Note For Hadoop user: To get to a terminal window, in JupyterHub, you need to open a notebook of type Terminal. In the Zeppelin notebook, you need to use a paragraph starting with
%shand type the commands in the paragraph; when you run the paragraph you’ll see the output.
echo 48 > /run/user/$UID/LongjobLimit
echo 48 > /run/user/$uid/LongjobLimit
The number 48 means your jobs will continue up to 48 clock hours. The maximum time you can set is 80 clock hours. (This was chosen to be a bit over 3 days.) Values over 80 are treated as 80. If a job is going to run longer than 3 days, you’ll need to redo this every 3 days. Important: The time runs from when the file was created or updated.
(Yes, the 24 hour threshold is *CPU* time and the limit in
/run/user/$UID/LongjobLimit is *wall clock* time.)
5. Storage quota Limit
Every home directory has disk quota set at least 6GB. However, there are other disk spaces that users can use to do their work with 100GB of quota and no quota storage. For details on these storage options, see Storage and Technology options page.

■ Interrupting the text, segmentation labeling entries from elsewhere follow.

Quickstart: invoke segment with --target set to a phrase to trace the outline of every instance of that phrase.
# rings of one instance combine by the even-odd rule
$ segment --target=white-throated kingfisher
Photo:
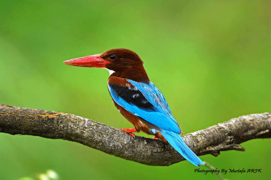
[[[149,79],[143,62],[135,52],[125,49],[111,49],[101,54],[64,62],[82,67],[100,67],[110,73],[108,89],[115,105],[135,126],[121,129],[130,133],[140,131],[170,144],[193,164],[203,162],[185,144],[182,130],[159,89]]]

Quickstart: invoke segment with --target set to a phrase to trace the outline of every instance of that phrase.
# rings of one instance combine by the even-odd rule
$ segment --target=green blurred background
[[[132,128],[114,106],[107,71],[67,60],[117,48],[145,62],[185,134],[271,112],[271,2],[0,1],[0,103]],[[136,135],[150,138],[143,133]],[[271,176],[271,140],[201,157],[230,179]],[[61,179],[216,179],[187,161],[148,166],[62,140],[0,133],[0,179],[51,169]],[[201,169],[207,169],[204,166]]]

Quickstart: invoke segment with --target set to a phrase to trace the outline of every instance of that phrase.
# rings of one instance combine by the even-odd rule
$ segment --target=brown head
[[[110,76],[127,78],[138,82],[149,82],[143,62],[135,53],[126,49],[115,49],[101,54],[74,59],[64,62],[67,64],[102,68]]]

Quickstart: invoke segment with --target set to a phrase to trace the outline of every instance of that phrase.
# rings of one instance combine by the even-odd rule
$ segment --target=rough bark
[[[72,114],[0,104],[0,132],[62,139],[148,165],[169,166],[185,160],[170,145],[129,134]],[[271,137],[271,113],[243,116],[182,136],[198,156],[244,151],[240,144]]]

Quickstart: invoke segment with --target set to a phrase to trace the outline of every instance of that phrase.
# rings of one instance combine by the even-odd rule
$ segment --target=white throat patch
[[[115,72],[115,71],[114,71],[113,70],[111,70],[110,69],[108,69],[105,67],[102,67],[102,68],[103,69],[106,69],[108,71],[108,72],[109,72],[109,76],[111,76],[111,74]]]

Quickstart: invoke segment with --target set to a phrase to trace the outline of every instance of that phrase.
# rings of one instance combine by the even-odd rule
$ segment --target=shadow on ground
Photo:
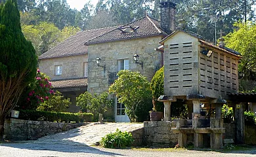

6. Blacklisting System: On ALL CS machines
When our machines detect abnormal activities, it may put remote machines in a blacklist. This blacklist will block any listed machine attempt to connect. If you have issue connecting to CS machines, make sure to check if your IP is blocked and how to get around the block.
7. Logging in with SSH Public Private Key
Due to security issues, we do not allow user to login using public/private key to our machines. We do however allow users to login between our machines without additional password. This could be very useful if you need to access research machines which are on private IP and not accessible from outside Rutgers via SSH. To avoid additional login, first, login to iLab machines. Once logged in, you can ssh to other research machines without additional password.
Additionally, you can also setup Kerberos authentication with your home machine if you want to avoid multiple login.